Still got bobcat access? If you can do more earthmoving, what about adding more soil mounded directly against the hugel, perhaps half as high, on the south side, then plant the trees into that? Might be more stable than the cups you describe. With the cups, they may fill with water, and then overflow, and erode... groundcover, groundcover, groundcover!
Plus, if the hugel is 4' high, and you dig a 1.5' hole at the halfway mark, you're nearly back at ground level!
If you do plant the trees directly into the hugels, maybe you could tweak the placements so each is next to, rather than right above, the concentrated wood piles?
I take it there isn't any more elevated area that could accept some of your most flood-sensitive trees, so that more suitable ones could be planted in the floodiest parts?
Andy Roo wrote:As for irrigation, drip is out because there is very little water pressure on site so I am leaning towards running a hose with a splitter to a couple different locations and filling one 5gal bucket per tree and dumping it on every week. A lot more work but not sure if there's a better option.
I would suggest coming up with a better irrigation plan if there is even the slightest doubt that someone will be able to water them as described.
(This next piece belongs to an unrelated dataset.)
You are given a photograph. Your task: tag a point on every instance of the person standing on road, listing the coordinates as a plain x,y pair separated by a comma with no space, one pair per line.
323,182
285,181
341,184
Once per week in a bad august drought sounds optimistic for young trees. Better options... Well, you could add infrastructure to address the water pressure, a reservoir and pressure tank sorta deal... The water in the pond here is pretty mucky, can;t be used in a drip system without major filtering, so the orchard uses sprinklers. Watered in segments to keep the plumbing and electric requirements down, off a pressure tank fed by a pump in the pond.
Andy Roo wrote:I cannot excavate a pond for drainage (draining the wetland area would be impossible in this case)
That's unfortunate; note that while draining the wetland would be impossible, and quite possibly undesirable anyhow, even a smallish pond can have a localized impact on the water table. I certainly can't quantify this, though... A pond could also help with the irrigation issue as above... and provide soil to mound against the hugels...
I guess the bright side is that once you get through the first few years, however you do it, the hugels will have become defacto swales with excellent soil, and should be a great place for trees!
In my recent smaller scale hugel I broadcast red clover only (for nitrogen fixation) and it sprouted within a week. A greater variety of cover crops is a plus I'm sure. For immediate cover you can use some kind of seed-free mulching material.
As for getting above the Water Table, Ben Falks describes having this problem in his book A Resilient Farm and Homestead [in Vermont where they have summer rains as well as winter ones] and the swale berms work wonderful for him. I'd guess your trees should do pretty well in the soil-dominant sections of your hugel beds, between the wood cores.
While I'm here, would you mind divulging which cultivars of Pawpaw, Persimmon and Jujube you chose? [I'm trying to figure out cultivars which will ripen well in our part of the world.)
Paw paw species that I found in my research were earliest for my area (time we be the test): Pennsylvania Golden; NC-1; Campbells No. 1.
If I were to plant a fourth it probably would have been the variety 'Prolific'.
I was just reading Ben Falk's book myself. Really impressive.